Thanks to Jim for hunting down that link. The Express-News, for some reason, hasn’t been listing all of the Missions articles in the same spot this year.
It seems reaffirm the idea that this was a sort of last minute thing. Telling him after he had already made the trip with the team… ouch.
I would be interested in getting a scouting report on Rett from anybody who saw him pitch in ST this year or last. The article implies that his velocity was down, that he lost his stuff, and couldn’t throw a strike.
I know that some of the USSM writers have hinted that they know more about Rett’s situation than they can talk about, and maybe a few others who post around here do too, but I suspect that Pulsipher’s story might seem familiar to somebody like Rett. I wonder whether the Mariners (who have approached *physical* injuries with a head-in-the-sand approach all too often) have not given him the kind of professional attention and support he may need.
I second the hope that Rett pulls it all together, and dominates somewhere far away from the Mariners.
Sometimes we forget these guys are human beings with a full catalog of character frailities and mortal failings just like us. My guesses as to what happened:
a) He has an organic mental or personality disorder (maybe similar to the syndrome that waylaid Jim Eisenreich 25 years ago and caused him to miss several years of his career until medication got his problem under control).
b) Some Baseball Annie or Baseball Millie got their claws into him, either distracting him with mind games, a pregnancy scare perhaps or a conflict with a hometown sweetheart.

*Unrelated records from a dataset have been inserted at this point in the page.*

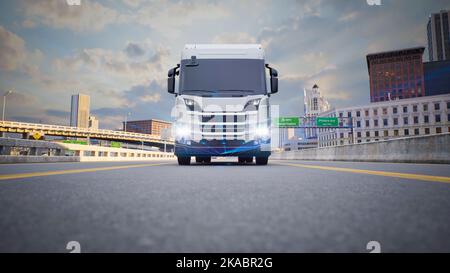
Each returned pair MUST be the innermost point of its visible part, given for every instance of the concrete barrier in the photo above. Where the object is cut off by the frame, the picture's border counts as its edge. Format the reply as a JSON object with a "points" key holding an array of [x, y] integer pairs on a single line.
{"points": [[8, 159], [421, 149]]}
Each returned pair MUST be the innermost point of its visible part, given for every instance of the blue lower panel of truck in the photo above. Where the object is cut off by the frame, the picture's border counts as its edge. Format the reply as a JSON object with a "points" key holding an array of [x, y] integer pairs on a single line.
{"points": [[223, 148]]}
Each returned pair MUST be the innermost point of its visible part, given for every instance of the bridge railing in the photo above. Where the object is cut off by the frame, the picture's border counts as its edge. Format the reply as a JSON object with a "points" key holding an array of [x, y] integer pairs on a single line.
{"points": [[90, 131]]}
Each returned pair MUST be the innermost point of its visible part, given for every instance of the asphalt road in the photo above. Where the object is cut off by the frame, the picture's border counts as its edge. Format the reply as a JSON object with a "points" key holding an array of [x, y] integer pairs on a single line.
{"points": [[287, 206]]}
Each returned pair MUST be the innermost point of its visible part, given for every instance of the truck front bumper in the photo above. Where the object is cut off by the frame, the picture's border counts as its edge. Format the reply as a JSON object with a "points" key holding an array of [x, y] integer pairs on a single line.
{"points": [[258, 148]]}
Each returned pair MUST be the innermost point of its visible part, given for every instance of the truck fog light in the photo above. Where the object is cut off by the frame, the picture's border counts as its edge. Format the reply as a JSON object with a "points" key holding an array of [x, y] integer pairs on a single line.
{"points": [[182, 132]]}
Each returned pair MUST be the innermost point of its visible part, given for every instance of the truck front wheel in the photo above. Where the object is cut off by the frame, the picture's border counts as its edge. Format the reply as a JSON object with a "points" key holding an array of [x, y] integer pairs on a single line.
{"points": [[184, 160], [203, 159], [262, 160]]}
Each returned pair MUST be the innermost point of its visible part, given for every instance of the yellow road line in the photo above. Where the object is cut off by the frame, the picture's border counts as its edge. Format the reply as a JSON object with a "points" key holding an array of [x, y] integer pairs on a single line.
{"points": [[35, 174], [442, 179]]}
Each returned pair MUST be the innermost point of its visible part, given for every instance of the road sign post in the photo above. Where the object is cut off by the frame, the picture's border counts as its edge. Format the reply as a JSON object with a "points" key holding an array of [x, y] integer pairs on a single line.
{"points": [[327, 122], [287, 122]]}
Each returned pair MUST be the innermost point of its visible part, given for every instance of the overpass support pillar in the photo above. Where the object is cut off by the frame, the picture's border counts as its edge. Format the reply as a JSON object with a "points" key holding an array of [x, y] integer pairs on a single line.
{"points": [[5, 150]]}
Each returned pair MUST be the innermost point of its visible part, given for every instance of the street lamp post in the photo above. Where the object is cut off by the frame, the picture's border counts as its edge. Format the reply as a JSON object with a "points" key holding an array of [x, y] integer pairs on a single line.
{"points": [[4, 103], [125, 123]]}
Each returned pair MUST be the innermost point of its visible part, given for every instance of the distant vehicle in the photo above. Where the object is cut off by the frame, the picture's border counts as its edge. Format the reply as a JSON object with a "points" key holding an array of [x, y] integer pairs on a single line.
{"points": [[222, 103]]}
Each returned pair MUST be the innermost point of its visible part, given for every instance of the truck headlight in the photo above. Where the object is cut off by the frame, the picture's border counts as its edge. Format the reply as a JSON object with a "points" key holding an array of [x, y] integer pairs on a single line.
{"points": [[182, 132], [189, 104], [252, 104], [263, 132]]}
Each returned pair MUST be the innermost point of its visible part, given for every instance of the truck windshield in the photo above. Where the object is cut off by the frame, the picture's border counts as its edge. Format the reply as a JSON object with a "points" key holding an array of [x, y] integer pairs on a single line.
{"points": [[222, 77]]}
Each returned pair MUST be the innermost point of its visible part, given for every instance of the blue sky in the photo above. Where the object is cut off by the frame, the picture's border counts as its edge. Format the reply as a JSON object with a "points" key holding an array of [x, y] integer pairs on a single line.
{"points": [[119, 51]]}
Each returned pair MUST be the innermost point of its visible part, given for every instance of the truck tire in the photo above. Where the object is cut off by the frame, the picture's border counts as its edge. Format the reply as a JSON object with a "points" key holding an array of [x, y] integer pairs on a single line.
{"points": [[184, 160], [262, 160]]}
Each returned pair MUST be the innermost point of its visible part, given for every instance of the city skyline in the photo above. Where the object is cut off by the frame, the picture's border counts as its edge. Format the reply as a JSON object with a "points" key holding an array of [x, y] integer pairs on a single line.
{"points": [[119, 52]]}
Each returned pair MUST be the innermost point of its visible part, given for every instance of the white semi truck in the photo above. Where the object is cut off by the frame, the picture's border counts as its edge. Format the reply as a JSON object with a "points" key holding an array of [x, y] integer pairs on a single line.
{"points": [[222, 103]]}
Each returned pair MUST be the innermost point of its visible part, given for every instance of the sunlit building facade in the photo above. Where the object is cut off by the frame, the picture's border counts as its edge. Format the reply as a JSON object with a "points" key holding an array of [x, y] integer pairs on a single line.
{"points": [[396, 74], [389, 119]]}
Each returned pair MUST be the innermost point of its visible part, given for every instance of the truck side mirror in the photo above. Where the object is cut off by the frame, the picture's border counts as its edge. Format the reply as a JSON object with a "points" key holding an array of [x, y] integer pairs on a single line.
{"points": [[273, 79], [171, 79]]}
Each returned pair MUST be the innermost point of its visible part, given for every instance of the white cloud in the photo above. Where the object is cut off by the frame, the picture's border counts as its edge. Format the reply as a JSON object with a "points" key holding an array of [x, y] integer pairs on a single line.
{"points": [[12, 50], [234, 38], [89, 16], [169, 17]]}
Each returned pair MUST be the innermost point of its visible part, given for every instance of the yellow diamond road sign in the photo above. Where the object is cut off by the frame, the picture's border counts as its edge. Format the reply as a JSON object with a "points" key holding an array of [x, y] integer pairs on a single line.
{"points": [[37, 135]]}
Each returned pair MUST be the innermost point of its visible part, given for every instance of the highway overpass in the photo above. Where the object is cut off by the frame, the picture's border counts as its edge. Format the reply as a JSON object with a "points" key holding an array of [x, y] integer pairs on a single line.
{"points": [[42, 130]]}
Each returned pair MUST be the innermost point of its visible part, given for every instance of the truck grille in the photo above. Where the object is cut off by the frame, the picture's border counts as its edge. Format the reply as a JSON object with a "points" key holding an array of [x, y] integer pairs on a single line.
{"points": [[223, 125]]}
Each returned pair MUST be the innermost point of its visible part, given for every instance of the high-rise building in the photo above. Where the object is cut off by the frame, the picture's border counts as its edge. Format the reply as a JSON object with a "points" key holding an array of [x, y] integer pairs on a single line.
{"points": [[151, 126], [93, 122], [314, 102], [389, 120], [437, 77], [438, 31], [314, 105], [396, 74], [79, 112]]}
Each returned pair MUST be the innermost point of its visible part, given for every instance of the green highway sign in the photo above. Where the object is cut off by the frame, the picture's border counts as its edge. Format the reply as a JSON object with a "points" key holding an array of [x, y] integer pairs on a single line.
{"points": [[327, 122], [287, 122], [79, 142]]}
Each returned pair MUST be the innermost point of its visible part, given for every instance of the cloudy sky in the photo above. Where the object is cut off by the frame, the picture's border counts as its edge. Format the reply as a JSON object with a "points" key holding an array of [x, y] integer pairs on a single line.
{"points": [[119, 51]]}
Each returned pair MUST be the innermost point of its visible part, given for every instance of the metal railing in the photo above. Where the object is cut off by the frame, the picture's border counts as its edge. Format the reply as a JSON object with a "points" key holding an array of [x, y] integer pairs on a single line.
{"points": [[60, 130]]}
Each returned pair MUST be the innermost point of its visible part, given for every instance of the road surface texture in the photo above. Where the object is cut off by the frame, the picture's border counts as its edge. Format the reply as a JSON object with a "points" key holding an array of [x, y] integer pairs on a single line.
{"points": [[286, 206]]}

c) He got involved with gamblers or other shady hangters-on who exist on the shadowy periphery of the potentially rich and famous. Perhaps he was threatened or shaken down somehow.
I call on Sports Illustrated’s Gary Smith to investigate and write it up in his singularly precious, pretentious, painfully self-conscious style.
Re 12 (a): Eisenreich had (has) Tourette’s. That’s not a mental thing, it’s neurochemical, and there are established ways to deal with it. Anything I can think of from Tourette’s to depression would have produced a very different scenario. Even some sort of major mental illness would probably have produced a very different scenario–if nothing else, you kick somebody to the curb for some sort of diagnosable disability, you open yourself to a major ADA lawsuit.